In [1]:
#!pip install docarray

# Langchain for LLM App Development 

We talked about how building an LLM app involves doing some prompt management 
where we can either prepare the input data from the user with some 
pre-prompting, or do some post-prompting and some cleaning up after the LLM 
gives an output to ensure that our app performs the functionalities as expected.

So, this kind of workflow usually involves a lot of abstractions where prompts 
are no longer static pieces of text, but dynamic, they have to integrate 
information.

![](./images/Notebook_4-dynamic_prompt.png)

This dynamics requirement from a prompt will lead to the need for creating certain types of abstractions to properly handle and manage prompts effectively.

Another need in the context of more complex LLM App development, is the need for chaining prompts together, meaning connecting the output of one prompt to another. This is often the case for when prompts might be too large and a single call to the LLM won't be enough to solve the problem or the context window (maximum tokens/words the model can read and writer per request) is exceeded.

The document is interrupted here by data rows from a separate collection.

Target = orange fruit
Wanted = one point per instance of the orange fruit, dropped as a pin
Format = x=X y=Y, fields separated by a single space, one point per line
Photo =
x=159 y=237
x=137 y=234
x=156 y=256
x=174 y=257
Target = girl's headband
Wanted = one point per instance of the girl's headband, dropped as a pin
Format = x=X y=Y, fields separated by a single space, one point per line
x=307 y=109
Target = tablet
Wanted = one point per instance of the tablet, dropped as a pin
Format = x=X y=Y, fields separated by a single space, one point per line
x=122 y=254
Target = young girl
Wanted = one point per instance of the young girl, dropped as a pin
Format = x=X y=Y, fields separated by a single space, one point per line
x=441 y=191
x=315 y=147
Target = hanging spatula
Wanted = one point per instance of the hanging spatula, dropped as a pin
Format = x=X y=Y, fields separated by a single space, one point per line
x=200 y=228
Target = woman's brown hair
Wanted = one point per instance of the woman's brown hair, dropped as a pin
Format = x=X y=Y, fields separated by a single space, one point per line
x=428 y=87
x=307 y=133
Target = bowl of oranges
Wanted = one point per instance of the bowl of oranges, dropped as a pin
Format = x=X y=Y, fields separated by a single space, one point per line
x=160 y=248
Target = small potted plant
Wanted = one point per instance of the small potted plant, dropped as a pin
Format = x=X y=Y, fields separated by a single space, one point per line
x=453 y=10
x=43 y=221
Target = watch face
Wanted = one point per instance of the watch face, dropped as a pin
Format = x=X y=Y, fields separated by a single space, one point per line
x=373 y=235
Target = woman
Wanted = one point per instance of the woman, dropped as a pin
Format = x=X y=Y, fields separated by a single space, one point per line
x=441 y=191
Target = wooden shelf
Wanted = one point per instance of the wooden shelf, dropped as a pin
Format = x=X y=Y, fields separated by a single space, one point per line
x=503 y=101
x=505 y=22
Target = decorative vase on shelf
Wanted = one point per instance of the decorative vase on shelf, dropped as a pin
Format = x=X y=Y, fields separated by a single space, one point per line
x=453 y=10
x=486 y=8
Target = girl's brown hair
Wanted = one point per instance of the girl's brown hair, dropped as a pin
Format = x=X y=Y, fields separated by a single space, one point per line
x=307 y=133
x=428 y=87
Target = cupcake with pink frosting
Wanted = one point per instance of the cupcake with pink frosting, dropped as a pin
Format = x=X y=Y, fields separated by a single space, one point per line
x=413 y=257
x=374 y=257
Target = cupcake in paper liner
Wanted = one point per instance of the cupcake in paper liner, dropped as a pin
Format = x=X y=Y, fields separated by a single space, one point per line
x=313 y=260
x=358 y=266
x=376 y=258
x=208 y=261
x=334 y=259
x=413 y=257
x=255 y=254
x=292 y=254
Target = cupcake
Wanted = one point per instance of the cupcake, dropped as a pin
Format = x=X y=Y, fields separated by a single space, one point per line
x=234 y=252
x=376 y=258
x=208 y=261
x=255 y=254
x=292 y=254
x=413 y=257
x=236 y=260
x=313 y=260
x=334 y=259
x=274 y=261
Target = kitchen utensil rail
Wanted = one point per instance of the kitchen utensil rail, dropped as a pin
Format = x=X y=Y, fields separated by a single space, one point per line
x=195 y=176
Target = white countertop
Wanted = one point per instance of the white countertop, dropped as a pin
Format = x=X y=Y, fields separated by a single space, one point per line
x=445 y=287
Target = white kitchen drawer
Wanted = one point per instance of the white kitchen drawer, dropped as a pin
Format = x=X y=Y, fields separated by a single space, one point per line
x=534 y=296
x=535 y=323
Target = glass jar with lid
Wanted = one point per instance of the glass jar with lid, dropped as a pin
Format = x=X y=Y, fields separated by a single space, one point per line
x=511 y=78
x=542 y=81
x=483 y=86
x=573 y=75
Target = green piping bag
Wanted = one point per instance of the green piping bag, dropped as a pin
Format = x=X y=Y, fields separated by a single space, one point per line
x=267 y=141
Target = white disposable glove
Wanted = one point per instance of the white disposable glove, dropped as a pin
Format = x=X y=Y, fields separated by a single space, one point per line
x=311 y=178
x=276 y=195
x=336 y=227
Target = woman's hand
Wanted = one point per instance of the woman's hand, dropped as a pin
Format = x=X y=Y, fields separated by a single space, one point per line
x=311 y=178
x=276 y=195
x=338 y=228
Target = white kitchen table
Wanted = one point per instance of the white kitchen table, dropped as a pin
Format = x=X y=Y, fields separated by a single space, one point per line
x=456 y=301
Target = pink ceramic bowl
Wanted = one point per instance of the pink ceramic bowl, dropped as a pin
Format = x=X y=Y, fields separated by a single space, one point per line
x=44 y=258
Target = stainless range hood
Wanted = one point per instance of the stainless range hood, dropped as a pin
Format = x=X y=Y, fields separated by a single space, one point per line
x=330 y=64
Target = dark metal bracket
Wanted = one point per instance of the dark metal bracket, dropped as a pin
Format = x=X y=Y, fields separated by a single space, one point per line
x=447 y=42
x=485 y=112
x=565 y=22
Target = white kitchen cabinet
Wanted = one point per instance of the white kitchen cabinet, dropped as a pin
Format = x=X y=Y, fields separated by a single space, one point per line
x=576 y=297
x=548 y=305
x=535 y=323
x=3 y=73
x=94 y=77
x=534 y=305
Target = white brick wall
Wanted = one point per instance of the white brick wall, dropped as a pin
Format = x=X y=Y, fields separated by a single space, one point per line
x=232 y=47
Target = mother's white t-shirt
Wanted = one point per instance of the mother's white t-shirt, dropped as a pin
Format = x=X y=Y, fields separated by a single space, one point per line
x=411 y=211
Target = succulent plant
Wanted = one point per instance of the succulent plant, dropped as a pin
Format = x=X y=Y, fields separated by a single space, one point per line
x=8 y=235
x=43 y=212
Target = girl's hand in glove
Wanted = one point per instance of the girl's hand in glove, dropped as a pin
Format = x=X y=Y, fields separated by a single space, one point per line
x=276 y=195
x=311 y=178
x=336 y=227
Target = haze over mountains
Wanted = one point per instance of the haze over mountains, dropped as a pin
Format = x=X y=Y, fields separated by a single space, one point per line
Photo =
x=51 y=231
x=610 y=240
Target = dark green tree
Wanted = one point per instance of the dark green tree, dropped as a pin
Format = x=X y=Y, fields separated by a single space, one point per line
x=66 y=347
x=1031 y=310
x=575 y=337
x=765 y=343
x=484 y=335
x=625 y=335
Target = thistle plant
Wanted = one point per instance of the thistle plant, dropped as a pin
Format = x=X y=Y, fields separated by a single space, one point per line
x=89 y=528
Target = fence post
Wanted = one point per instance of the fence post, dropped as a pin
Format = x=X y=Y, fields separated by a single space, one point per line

![](./images/Notebook_4-prompt_chaining.png)

# Lanchain

[Langchain](https://python.langchain.com/docs/get_started/introduction.html) is a framework created by Harrison Chase that facilitates the creation and management of dynamic prompts and chaining between prompts.

Its main features are:
- **Components**: abstractions for working with LMs
- **Off-the-shelf chains**: assembly of components for accomplishing certain higher-level tasks

With langchain it becomes much easier to create what are called Prompt Templates, which are prompts that can take in user data and abstract away the need for typing out everything that is required for a task to get done.

Let's take a look at some simple examples to get started.

In order to create an application with LangChain, we need to understand its core components:

- Models
- Prompts
- Indexes
- Chains
- Agents (won't go into it)

![](2023-08-17-14-48-39.png)

**Models**

abstractions over the LLM APIs like the ChatGPT API.​

In [2]:
from langchain.llms import OpenAI
from langchain.chat_models import ChatOpenAI

chat_model = ChatOpenAI(temperature=0)

You can predict outputs from both LLMs and ChatModels:

In [3]:
chat_model.predict("hi!")
# Output: "Hi"

'Hello! How can I assist you today?'

You can also use the predict method over a string input:

In [4]:
text = "What would be a good name for a dog that loves to nap??"


chat_model.predict(text)
# Output: "Snuggles"

'Snuggles'

Finally, you can use the `predict_messages` method over a list of messages:

In [5]:
from langchain.schema import HumanMessage

text = "What would be a good dog name for a dog that loves to nap?"
messages = [HumanMessage(content=text)]

chat_model.predict_messages(messages)


AIMessage(content='A good dog name for a dog that loves to nap could be "Snooze" or "Snuggles".', additional_kwargs={}, example=False)

**Prompts**

Prompt Templates are useful abstractions for reusing prompts. 

They are used to provide context for the specific task that the language model needs to complete. 
A simple example is a `PromptTemplate` that formats a string into a prompt:

In [6]:
from langchain.prompts import PromptTemplate

prompt = PromptTemplate.from_template("What is a good dog name for a dog that loves to {activity}?")
prompt.format(activity="nap")
# Output: "What is a good dog name for a dog that loves to nap?"

'What is a good dog name for a dog that loves to nap?'

# Chains

In [7]:
from langchain.chains import LLMChain

chain = LLMChain(
    llm=ChatOpenAI(),
    prompt=prompt,
)
chain.run("eat")

'Biscuit'

You can also create more complex ChatPromptTemplates that contains a list of ChatMessageTemplates:

In [8]:
from langchain.prompts.chat import (
    ChatPromptTemplate,
    SystemMessagePromptTemplate,
    HumanMessagePromptTemplate,
)

template = "You are a helpful assistant that translates {input_language} to {output_language}."
system_message_prompt = SystemMessagePromptTemplate.from_template(template)
human_template = "{text}"
human_message_prompt = HumanMessagePromptTemplate.from_template(human_template)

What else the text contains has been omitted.